Max-Planck-Gesellschaft

Beim Festakt anlässlich des 100. Gründungstags der Kaiser-Wilhelm-Gesellschaft", der Vorgängerorganisation der Max-Planck-Gesellschaft, spricht deren Präsident, Peter Gruss, in der Akademie der Künste in Berlin.

(Foto: picture alliance/dpa)

Erst im Jahr 1997 berief der damalige MPG-Präsident Hubert Markl gegen innere Widerstände in seiner Gesellschaft eine Historikerkommission ein. "Rückhaltlos" sollte sie die Geschichte der Kaiser-Wilhelm-Gesellschaft im Nationalsozialismus aufarbeiten. Und das tat sie: 17Bücher sind das Ergebnis der Forschungen von mehr als 40 Geschichtswissenschaftlern. Keine andere Wissenschaftsorganisation hat ihre Vergangenheit derart vorbildlich aufgearbeitet.

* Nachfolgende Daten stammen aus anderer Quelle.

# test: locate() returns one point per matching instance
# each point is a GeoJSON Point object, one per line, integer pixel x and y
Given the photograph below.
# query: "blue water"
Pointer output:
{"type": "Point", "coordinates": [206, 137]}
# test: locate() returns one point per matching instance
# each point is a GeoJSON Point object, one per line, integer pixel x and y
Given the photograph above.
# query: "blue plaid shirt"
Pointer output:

Nun beklagen zahlreiche Historiker, dass die MPG in ihrem Jubiläumsjahr 2011 hinter die damals gesetzten Standards zurückgefallen sei. Sie kritisieren einen Band namens "Denkorte", den die MPG zum 100. Gründungstag der KWG Mitte Januar über "Brüche und Kontinuitäten" der beiden Gesellschaften fertigstellte. Herausgeber sind MPG-Präsident Peter Gruss und der emeritierte Historiker Reinhard Rürup, der auch schon das Werk zur KWG im Nationalsozialismus herausgegeben hatte.

Von herausragend kritischer Aufarbeitung könne hier keine Rede mehr sein, sagt Rüdiger Hachtmann vom Zentrum für Zeithistorische Forschung in Potsdam. Weitere Fachleute üben Kritik an der Art der Darstellung und am Umgang der Redaktion mit den Manuskripten. Als Warnzeichen betrachten sie es, dass alle Texte den heutigen Institutsdirektoren vorgelegt werden mussten.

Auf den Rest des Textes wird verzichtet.